Can't speak to that particular environment, but the explosion of lyme disease in Northeastern US over the past few decades or so. Lyme disease is passed by deer ticks which largely live off of mice, which have had decades of under-predation and good fortune as suburbanization creates miniature grasslands that are too disjointed to support the predators that should be eating them.
Another theory re: Lyme disease is that the reforestation of old farmlands supports a higher deer population. Deer (or other large hosts: bear, moose, etc) are an essential part of the deer tick lifecycle, which in turn supports the spread of the bacterium that causes Lyme disease.
New England has more forest area today than it has since the 1700s.
I have a coworker that recently moved from near Boston to southern Massachusetts. Absolutely boggles my mind the amount of wildlife he comes across. I thought the East coast was basically fully urbanized.
Living in MA, inside Rt 128 in a fairly urban city; there are foxes in my neighborhood nightly (as seen on my Ring doorbell), Deer and Coyotes in the woods. It's a pretty wild place for 5 miles outside a major east coast city.
In the metro area, we've also have bears and even a "moose on the loose":
This is one of the result of climate crisis. As complex environments get disrupted over time they become less and less diverse allowing for more booms and busts of single species. The wildfires last year probably wiped out a lot of the mice predators.
This reminds me that much of the talk around climate change can't be considered scientific because it's simply not falsifiable. If everything can be attributable to climate change, nothing can be.

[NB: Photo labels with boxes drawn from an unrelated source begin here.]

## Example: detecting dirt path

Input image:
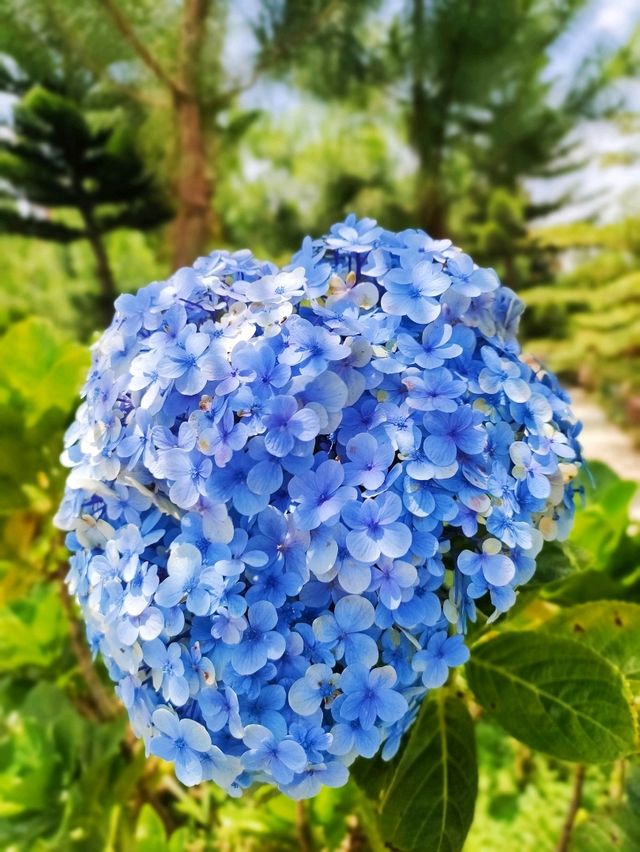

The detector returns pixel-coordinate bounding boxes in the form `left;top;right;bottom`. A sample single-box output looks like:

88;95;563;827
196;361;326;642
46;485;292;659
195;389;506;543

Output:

(In case you're sensitive, it's farmers using pitchforks to turn soil in a fallow or recently harvested field that is ridden with rats, which flushes the rats. There are a handful of ratting dogs milling about which immediately chase and kill the rats. The way they do it is the dog grabs the rat in it's mouth and shakes its head wildly. This breaks the rat's back and stuns it. It's actually pretty impressive, if violent and macabre.)
I think there are dogs that would find it fun as heck to live in that area of Australia for a few weeks.